Pterocarya stenoptera - Chinese Wingnut
Family - Juglandaceae
Size - 40 to 50 feet in height with a spread equal to or greater than height. Fast growing, 3' or more per year. Ed Gilman says that a 6 year old tree in Raleigh, NC. is 25 feet tall and wide with a 14" diameter trunk. I can totally believe this. A tree grown from seed in April, 1992 is now 6" caliper and approximately 18 feet in height in June, 1997. The largest Wingnut I've seen from which I collected seed is in Cave Hill Cemetery in Louisville, Ky. It is a massive tree with large, low slung limbs near the base. The Wingnut in Cave Hill has been identified as Caucasian Wingnut (P. fraxinifolia) for many years. After close observation and elimination, I've determined that the label is wrong. It is in fact Chinese Wingnut. There are definitely wings on the rachis of the leaves. And according to the University of British Columbia boitany and arboretum, they are absent on fraxinifolia. This is one separating trait between the two. I returned to Cave Hill in June, 2003 to see the Wingnut. It is in a decling stage and needs some attention. Wingnut 2003 Trunk and limbs
Foliage - Alternate, pinnately compound. Dark glossy green in summer. Fall color is yellow-green, negligible.

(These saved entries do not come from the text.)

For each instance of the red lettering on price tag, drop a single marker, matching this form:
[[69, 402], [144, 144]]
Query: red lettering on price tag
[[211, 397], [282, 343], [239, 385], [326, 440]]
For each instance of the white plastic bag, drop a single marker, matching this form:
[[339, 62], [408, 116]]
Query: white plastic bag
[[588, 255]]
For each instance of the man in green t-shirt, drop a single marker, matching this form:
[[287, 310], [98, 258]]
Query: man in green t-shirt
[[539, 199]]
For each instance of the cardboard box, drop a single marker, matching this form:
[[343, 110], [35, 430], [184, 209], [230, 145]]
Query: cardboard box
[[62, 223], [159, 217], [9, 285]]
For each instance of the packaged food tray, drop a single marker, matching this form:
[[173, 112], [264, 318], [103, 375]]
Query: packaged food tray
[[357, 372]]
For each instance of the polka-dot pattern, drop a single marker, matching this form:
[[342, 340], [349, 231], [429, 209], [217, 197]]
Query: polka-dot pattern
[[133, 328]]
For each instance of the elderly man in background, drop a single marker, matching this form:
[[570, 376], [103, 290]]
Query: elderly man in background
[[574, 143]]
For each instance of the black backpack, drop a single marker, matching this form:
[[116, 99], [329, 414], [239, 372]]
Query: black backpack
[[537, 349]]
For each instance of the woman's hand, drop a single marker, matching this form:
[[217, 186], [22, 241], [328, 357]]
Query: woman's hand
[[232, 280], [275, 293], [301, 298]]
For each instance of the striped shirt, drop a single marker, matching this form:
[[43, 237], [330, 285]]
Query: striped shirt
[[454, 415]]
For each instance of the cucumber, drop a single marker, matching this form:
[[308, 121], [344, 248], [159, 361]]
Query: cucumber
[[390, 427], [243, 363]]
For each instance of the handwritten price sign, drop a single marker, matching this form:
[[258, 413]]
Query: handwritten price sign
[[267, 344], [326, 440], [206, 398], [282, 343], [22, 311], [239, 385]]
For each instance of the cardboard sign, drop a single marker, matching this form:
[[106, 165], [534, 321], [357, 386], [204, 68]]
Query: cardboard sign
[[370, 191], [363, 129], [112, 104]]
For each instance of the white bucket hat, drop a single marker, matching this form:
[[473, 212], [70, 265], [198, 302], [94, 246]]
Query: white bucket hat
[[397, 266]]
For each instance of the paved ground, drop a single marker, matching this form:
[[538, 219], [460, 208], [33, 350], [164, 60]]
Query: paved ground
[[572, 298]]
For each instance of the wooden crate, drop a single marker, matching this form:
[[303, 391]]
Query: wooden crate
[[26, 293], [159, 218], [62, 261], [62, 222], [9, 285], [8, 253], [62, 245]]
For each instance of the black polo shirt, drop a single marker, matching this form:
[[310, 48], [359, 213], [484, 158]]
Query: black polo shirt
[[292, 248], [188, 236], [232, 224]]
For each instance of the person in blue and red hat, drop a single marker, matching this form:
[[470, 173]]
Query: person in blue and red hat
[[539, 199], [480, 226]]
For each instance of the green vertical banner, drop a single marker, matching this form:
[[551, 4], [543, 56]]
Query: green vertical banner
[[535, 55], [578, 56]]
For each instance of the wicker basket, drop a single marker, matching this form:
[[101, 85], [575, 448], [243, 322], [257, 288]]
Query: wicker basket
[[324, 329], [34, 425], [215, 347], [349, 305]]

Flower/Fruit/Seed - Winged nutlets, hence the name. A seed literally looks like a "wingnut". Approximately 3/4" in diameter, suspended in long, stringed, spikes from the tree. Ripen in the Fall and turn tan in color.
Pests and Diseases - Very problem free.
Landscape Use - Although it's ornamental features are limited it does have a use as a shade tree for the large property only. Can be integrated in to golf courses, campuses, office parks, or municipal parks. It gets to some size and provides shade quickly. Has definite use as a recovery tree after natural disasters in order to revegetate an area quickly. In spite of extraordinary fast growth, it is strong wooded and not prone to breakage. Very little known. Supposedly can endure soil compaction quite well. Has a very aggressive root sytem and needs space to accomodate it. Street tree usage is questionable, at least anywhere where it doesn't have at least 10 feet between the root system and a curb or sidewalk. Tends to grow as a multiple trunked tree, but can be pruned to a single trunk if diligent pruning is applied for the first 5 years. (My question is can the average nursery transplant it after 5 years considering the growth that is acheived in such a short time?) Tolerant of drought, and different soil types.
Performance - 7 Hardy to zone 5, could be used in to zone 8 possibly 9. Native to China. Found along streams and river banks in it's native habitat, and there makes it's best growth.